Cevâb: Yukarıda bildirilenlerden anlaşıldı ki, Vasl-ı uryânî, ancak Vilâyet-i Muhammedîde olmakdadır. Başka vilâyetlerde, aradan perdeler kalkar ise de, ince bir perde yine kalmakdadır. Bu ince perde, hakîkat-i Muhammedînin arada bulunmasından hâsıl olmakdadır. Bunu yukarıda bildirmişdik. (Ahfâ latîfesi) insan mertebelerinin en sonudur. En yukarıdaki mertebedir. Aradaki perdenin mikdârına göre, geride birşey kalır. Bu kalanı düşünerek, tâm Fenâ câiz olmaz. Böyle bir artığın kaldığını Muhammedî meşreb olandan başka kim anlıyabilir? Muhammedî meşreb olanlardan da, milyonda birine bu keskin görüş verilirse yine büyük nimetdir. Tesavvuf büyükleri, rûha ve sırra kadar kavuşdular. Hafîden söz eden çok az oldu. Ahfâdan kim ne diyebilir? Ahfâ deryâsına dalarak onun sonsuz damlalarından bir dânesine kavuşabilen ve anlıyabilen çok az, hem de pekçok az bulunur. Bu, öyle bir nimetdir ki, Allahü teâlâ dilediğine ihsân eder. Allahü teâlâ, çok büyük ihsân sâhibidir.

Süâl: Sana göre, Peygamberin her kavuşduğu şeyden (a.s) Onun izinde gidenlerin büyüklerine de pay düşmekdedir. Buna göre, onların da vasl-ı uryânîye kavuşmaları lâzım olur. Hâlbuki, kendi Peygamberleri (a.s) arada perde olmakdadır. Bu nasıl olur?

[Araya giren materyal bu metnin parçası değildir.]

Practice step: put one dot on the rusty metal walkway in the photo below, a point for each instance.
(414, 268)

Cevâb: Vasl-ı uryânîde Peygamberin
(a.s) perde olması zarar vermez. Çünki, Peygambere uyduğu için, bu Vasla kavuşmakdadır. Doğrudan doğruya kavuşmuş değildir. Peygamberin arada bulunması, Ona uymanın kuvvetli olduğunu gösterir. Çünki uymak demek, uyulanın arada bulunması demekdir. Aradan çıkması demek değildir. Aradan çıkması, uymak olmaz. Doğrudan doğruya kavuşmak olur. Görülüyor ki, uyulan Peygamber arada bulunacak, ona uyulduğu için Vasl-ı uryânî de hâsıl olacakdır.

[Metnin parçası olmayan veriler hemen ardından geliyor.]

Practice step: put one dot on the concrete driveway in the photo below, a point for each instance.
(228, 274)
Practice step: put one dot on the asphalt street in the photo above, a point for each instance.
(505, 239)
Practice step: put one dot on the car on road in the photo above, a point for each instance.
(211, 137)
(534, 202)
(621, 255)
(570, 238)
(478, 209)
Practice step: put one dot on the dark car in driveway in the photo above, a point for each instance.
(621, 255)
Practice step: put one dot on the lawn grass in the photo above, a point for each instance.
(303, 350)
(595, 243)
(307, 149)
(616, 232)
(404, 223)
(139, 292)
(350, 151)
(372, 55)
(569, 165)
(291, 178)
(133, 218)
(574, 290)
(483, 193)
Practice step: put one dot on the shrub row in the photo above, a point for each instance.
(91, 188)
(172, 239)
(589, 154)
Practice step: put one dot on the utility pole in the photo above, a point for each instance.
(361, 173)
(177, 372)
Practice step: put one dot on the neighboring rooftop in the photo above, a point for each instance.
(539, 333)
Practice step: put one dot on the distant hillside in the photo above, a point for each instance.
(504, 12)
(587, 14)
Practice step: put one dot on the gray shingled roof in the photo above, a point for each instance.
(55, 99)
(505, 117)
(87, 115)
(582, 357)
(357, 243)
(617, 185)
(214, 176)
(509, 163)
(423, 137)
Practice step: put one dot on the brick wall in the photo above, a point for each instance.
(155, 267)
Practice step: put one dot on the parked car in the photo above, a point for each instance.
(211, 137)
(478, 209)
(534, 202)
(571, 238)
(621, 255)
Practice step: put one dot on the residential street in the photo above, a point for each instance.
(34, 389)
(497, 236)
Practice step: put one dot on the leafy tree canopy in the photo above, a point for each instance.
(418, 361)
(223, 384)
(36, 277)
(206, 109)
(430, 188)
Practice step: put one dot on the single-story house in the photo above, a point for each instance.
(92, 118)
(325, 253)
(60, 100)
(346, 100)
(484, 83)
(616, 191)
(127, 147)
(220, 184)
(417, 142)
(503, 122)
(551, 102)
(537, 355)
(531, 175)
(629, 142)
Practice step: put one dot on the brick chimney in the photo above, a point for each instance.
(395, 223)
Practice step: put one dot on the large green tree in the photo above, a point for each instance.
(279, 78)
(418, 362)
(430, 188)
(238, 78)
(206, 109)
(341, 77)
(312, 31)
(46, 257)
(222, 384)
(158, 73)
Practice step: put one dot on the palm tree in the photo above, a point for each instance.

Süâl: Peygamberlerin sonuncusuna (a.s) uyanların yükseklerine (Vasl-ı uryânî) ve (Tecellî-i zât) deniyor da, başka Peygamberler (a.s) için bu kelimeler kullanılmıyor. Hâlbuki Peygamberimiz (a.s), bunlara da ve onlara da perde olmakdadır?
Cevâb: Ona uyanların yüksekleri için bu kelimeleri kullanmak, Ona uydukları içindir. Çünki, Peygamberlerin perde olmasının, bu sözü değişdirmiyeceği, bundan evvelki cevâbda anlaşılmışdır. Başka Peygamberler için
(a.s)böyle söylemek câiz olursa, uymakla değil, doğrudan doğruya kavuşmakla olur. Çünki o büyükler, doğrudan doğruya konakları aşmışlar, Zât-i teâlâya kavuşmuşlardır. Doğrudan doğruya olan kavuşmakda, aracının bulunması, bu kelimenin kullanılmasını uygun yapmaz. Aradaki fark anlaşılmış oldu. Kendi kendine kavuşmakla, kavuşana uyarak kavuşabilmek başkadır. Bu başkalıkdır ki, geçmiş Peygamberlerin, bu ümmetde Peygambere uyanların en yükseklerinden dahâ üstün olduklarını göstermekdedir. Doğrudan doğruya kavuşan, istenilendir. Başkasına uyarak, onun kavuşduğuna kavuşan böyle değildir. Resûlullaha uyanların büyükleri için (Vasl-ı uryânî) ve (Tecellî-i zât) kelimelerini kullanmak doğrudur. Başka Peygamberler için kullanmak, doğru olmaz dedik. Fekat, doğrudan doğruya kavuşan ile başkasının yanı sıra kavuşan, bir olabilir mi? İkisi nasıl bir olabilir ki, nimet birincisinde tâmdır ve olgundur. İkincisinde ise, yalnız ismde ve görünüşdedir. Şu kadar var ki, bu benzerlik, uyanları uyulanlar gibi yapmakdadır. Bunun içindir ki, Peygamberlerin sonuncusu (a.s), (Ümmetimin âlimleri, İsrâîl oğullarının Peygamberleri gibidir) buyurdu. Bütün bunlardan anlaşılıyor ki, bu ümmetin Evliyâsından Tecellî-i zâtîye kavuşanlar, Tecellî-i zâtîye kavuşmıyan Peygamberlerden (a.s) dahâ üstün olamazlar. Burasını iyi anlamak lâzımdır. Çünki, burada çok kimselerin ayağı kaymışdır. Allahü teâlânın, sevgili Peygamberi Muhammed aleyhisselâmın sadakası olarak bu fakîre bildirdiklerini size yazdım.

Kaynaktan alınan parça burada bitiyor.